After the death of Waltheof in 1076, Ligulf was one of the last remaining noblemen in the north with ties to the house of Bamburgh, and he became one of the main advisors to Walcher, the Bishop of Durham. Two of Walcher's other advisors, Leobwin and Gilbert were opposed to Ligulf's advice. According to John of Worcester, Leobwin took offence at the manner in which Ligulf replied to Leobwin's opposition to Ligulf's advice to the bishop. In April or May 1080 they attacked Ligulf's house in the middle of the night and killed most of the household, including Ligulf. The two men were aided by the bishop's own knights, although it is not clear if Walcher was involved in the plot or not.
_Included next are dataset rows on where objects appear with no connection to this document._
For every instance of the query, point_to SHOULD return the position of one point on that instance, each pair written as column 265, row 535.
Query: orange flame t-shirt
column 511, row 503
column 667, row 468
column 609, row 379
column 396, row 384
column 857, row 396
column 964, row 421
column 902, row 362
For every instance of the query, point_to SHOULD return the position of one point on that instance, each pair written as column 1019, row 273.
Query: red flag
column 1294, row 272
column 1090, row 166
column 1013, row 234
Ealdgyth survived Ligulf's death, as Walcher offered her a gift of land to settle the feud. Walcher met Ligulf's surviving family, led by Eadulf Rus at Gateshead on 14 May 1080, and attempted to persuade them that the bishop had not been involved in the murder. Walcher as both Bishop of Durham and Earl of Northumbria (a position he purchased) was duty bound to protect its people and prosecute crimes. Ligulf's family did not believe the bishop's protests of innocence, especially since Ligulf's murderers, Leobwin and Gilbert, were among Walcher's party. The Northumbrians presented Walcher with a petition of wrongs committed, which Walcher rejected. This enraged the Northumbrians, who then attacked Walcher and his supporters. Walcher and his men sought refuge in a nearby church which was then set afire. Walcher was killed as he fled the burning church, Ligulf's murderers burned to death in the church as did many of Walcher's other men.

Ligulf and Ealdgyth had two sons – Morcar and Uhtred. Morcar became a monk at Jarrow. Uhtred may be the same as the Uhtred recorded in Domesday Book holding a manor at Rudston in Yorkshire as a tenant-in-chief of the king. Ligulf may also have had a daughter named Ragnald, as a "Ragnald, daughter of Ligulf" is recorded as granting lands to Fountains Abbey in the 1130s. She was married to Robert de Sarz.